O Pais | 30 Julho 2013 | English
Mais de 30 organizações da sociedade civil decidiram juntar esforços para defender a terra e os recursos naturais (Julho 2013). As organi­zações, que incluem movimentos de camponeses, vão lançar ainda este ano uma campanha nacio­nal contra privatização da terra. Em cima da mesa está o projecto ProSavana.

Sociedade civil anuncia mobilização contra privatização da terra
  
(Comunicado de Imprensa - PDF)

Mais de 30 organizações da sociedade civil decidiram juntar esforços para defender a terra e os recursos naturais. As organi­zações, que incluem movimentos de camponeses, vão lançar ainda este ano uma campanha nacio­nal contra privatização da terra. Em cima da mesa está o projecto ProSavana.

Está informação foi avança­da ontem, segunda-feira, em conferência de imprensa, pela Liga dos Direitos Humanos, Fó­rum Mulher, União Nacional de Camponeses, Justiça Ambiental, Centro de Estudos Sociais, que estavam a representar as demais organizações.

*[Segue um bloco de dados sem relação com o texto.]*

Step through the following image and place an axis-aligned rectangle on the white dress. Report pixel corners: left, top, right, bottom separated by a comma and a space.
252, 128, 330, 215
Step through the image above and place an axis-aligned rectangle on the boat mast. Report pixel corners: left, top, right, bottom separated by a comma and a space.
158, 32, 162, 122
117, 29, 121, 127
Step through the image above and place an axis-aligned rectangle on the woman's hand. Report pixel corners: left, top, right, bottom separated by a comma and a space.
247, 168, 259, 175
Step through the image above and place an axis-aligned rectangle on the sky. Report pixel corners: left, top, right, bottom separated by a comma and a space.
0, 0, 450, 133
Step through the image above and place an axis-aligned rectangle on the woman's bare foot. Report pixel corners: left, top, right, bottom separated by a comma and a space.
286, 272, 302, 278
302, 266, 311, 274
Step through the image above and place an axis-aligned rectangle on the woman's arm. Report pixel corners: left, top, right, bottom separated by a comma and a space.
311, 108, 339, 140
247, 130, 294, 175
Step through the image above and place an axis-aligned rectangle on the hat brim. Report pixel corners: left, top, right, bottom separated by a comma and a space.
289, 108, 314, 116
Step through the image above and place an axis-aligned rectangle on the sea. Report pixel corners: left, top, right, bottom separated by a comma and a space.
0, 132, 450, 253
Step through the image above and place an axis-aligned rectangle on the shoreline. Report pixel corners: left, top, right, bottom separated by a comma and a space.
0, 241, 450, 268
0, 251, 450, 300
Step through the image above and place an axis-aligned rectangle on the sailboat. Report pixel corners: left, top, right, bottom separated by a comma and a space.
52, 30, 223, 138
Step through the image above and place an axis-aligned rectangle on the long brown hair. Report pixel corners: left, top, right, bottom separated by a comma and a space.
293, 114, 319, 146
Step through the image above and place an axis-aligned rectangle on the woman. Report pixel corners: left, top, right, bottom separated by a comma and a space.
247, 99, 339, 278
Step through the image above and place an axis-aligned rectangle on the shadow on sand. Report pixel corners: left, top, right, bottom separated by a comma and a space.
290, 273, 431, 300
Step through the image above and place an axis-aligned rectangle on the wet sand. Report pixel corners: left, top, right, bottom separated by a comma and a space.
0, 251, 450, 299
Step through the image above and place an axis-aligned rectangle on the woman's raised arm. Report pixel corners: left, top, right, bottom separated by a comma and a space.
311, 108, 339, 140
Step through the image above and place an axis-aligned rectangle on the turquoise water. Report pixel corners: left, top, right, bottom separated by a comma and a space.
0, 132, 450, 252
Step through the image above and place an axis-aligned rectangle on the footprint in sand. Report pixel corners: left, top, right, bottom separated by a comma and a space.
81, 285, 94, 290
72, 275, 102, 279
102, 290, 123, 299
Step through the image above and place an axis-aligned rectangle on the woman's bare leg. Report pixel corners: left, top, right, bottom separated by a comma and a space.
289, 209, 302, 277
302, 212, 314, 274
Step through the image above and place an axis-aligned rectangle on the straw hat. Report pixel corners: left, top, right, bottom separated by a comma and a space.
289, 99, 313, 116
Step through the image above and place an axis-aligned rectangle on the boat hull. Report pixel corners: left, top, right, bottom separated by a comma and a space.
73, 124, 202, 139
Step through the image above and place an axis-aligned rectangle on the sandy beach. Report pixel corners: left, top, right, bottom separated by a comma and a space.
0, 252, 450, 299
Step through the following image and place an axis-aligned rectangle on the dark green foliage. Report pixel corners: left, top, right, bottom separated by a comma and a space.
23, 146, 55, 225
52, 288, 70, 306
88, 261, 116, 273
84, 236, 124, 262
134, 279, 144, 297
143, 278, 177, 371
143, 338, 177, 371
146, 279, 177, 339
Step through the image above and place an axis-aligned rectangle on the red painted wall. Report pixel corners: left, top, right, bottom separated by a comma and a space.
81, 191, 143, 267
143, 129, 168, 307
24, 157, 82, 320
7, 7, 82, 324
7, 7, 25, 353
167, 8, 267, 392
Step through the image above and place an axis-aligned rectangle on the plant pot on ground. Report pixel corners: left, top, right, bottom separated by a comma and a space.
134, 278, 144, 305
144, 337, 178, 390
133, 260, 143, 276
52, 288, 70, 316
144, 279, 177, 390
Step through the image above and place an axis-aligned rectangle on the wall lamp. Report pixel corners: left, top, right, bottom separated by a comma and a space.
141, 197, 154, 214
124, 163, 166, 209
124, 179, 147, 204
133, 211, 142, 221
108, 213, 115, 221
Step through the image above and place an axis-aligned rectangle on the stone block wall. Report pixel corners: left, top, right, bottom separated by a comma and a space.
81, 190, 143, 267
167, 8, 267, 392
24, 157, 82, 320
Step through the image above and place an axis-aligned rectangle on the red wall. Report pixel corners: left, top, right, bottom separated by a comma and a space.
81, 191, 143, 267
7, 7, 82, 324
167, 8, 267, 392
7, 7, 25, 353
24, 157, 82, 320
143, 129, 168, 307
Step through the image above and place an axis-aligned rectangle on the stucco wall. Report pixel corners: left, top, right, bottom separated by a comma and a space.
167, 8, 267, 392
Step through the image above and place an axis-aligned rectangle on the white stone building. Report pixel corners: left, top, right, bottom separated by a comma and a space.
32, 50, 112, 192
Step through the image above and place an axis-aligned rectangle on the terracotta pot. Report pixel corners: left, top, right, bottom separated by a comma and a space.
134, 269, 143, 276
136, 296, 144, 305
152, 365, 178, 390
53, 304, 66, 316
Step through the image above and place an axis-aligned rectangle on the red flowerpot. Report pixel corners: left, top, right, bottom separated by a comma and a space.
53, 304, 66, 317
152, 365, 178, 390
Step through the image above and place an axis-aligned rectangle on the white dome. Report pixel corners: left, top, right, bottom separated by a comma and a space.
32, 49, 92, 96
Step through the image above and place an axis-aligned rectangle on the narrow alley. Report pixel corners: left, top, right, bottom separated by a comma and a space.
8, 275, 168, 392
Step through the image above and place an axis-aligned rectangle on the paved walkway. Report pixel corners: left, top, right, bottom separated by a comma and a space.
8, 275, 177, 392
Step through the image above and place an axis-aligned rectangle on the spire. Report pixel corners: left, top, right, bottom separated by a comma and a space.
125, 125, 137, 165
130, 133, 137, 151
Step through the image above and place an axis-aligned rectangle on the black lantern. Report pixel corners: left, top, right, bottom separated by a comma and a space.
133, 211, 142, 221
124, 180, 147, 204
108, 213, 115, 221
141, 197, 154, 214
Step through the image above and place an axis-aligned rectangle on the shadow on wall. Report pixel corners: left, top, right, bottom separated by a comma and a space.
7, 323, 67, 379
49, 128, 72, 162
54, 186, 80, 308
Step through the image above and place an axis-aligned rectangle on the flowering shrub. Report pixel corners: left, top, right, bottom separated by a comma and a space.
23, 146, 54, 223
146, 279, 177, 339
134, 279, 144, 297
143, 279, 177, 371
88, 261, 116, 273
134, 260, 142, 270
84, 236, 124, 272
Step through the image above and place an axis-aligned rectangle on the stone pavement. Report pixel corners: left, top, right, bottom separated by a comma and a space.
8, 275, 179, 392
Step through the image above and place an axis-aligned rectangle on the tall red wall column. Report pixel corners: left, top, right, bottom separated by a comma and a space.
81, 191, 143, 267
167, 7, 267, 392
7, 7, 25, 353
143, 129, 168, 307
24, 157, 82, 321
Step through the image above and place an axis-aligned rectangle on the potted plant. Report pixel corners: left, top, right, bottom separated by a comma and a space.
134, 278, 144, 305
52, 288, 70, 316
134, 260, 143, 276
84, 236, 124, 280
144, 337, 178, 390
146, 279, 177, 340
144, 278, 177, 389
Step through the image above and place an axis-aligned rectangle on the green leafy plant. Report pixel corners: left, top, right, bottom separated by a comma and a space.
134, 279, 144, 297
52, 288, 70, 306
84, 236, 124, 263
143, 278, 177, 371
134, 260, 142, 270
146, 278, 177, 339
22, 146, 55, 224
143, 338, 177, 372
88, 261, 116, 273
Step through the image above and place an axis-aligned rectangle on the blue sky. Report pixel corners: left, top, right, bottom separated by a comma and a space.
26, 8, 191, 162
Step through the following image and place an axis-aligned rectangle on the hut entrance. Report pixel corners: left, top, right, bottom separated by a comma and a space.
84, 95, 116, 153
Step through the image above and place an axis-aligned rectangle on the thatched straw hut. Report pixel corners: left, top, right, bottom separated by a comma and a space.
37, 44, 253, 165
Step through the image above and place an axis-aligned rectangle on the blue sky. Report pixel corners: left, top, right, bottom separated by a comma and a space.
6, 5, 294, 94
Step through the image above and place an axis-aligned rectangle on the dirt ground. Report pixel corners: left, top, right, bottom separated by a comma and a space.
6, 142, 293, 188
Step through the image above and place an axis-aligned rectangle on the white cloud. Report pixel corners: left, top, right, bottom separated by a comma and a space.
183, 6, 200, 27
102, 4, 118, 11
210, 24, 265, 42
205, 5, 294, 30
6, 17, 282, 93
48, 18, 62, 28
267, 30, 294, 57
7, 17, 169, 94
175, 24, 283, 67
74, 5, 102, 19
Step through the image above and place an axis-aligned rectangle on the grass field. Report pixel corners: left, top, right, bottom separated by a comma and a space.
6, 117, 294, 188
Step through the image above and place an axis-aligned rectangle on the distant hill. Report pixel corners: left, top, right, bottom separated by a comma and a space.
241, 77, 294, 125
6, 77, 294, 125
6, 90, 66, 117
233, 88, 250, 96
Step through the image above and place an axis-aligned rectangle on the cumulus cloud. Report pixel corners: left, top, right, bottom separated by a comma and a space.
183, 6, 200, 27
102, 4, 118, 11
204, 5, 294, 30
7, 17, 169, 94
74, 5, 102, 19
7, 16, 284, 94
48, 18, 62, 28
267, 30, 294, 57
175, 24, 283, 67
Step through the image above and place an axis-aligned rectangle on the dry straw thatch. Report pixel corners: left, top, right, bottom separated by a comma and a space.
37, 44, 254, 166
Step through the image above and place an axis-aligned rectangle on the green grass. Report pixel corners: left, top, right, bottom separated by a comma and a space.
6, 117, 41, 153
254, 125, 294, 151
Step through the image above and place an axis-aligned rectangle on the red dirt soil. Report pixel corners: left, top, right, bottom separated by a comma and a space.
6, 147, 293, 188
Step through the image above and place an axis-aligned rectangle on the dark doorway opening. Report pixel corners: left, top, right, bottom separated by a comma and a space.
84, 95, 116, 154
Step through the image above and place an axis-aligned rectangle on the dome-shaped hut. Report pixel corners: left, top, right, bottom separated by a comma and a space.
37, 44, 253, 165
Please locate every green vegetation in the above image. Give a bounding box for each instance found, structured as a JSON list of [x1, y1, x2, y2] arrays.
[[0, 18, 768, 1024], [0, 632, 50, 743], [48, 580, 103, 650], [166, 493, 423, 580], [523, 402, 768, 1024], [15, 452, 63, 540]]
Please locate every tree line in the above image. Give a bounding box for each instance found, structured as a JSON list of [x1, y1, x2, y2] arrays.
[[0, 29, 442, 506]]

Esta decisão surge como resul­tado de discussões e reflexões profundas no âmbito da oficina da Universidade Popular dos Movimentos Sociais.

“Depois de muito se reflectir, concluiu-se que o assunto da ter­ra preocupa a todos os sectores da sociedade...o ProSavana, um programa milionário de agro­negócio, foi identificado pela sociedade civil como sendo um assunto de agenda comum”, dis­se Graça Sambo, do Fórum Mu­lher.

A União Nacional dos Cam­poneses junta-se a esta luta dois meses após ter endereçado uma carta ao Presidente da Repúbli­ca, Armando Guebuza, a Presi­dente do Brasil, Dilma Rousseff, e ao primeiro-ministro do Japão, Shinzo Abe, na qual mostravam sua preocupação em relação à implementação do ProSavana que de lá até esta parte não tive­ram nenhuma resposta.

De acordo com o representan­te dos camponeses, trata-se de uma campanha para mostrar ao Governo que a sociedade civil está unida nesta luta pela justiça e pela igualdade de partilha de terra.

O ProSavana é a maior preo­cupação desta classe, que acredi­ta que o programa trará impac­tos negativos irreversíveis para as suas famílias, tais como o surgi­mento de famílias e comunida­des sem terra em Moçambique, como resultado dos processos de expropriações de terras e consequentes reassentamentos; frequentes convulsões sociais e conflitos sócio-ambientais nas comunidades ao longo do Corre­dor de Nacala e o agravamento e aprofundamento da miséria nas famílias das comunidades rurais e redução de alternativas de so­brevivência e existência.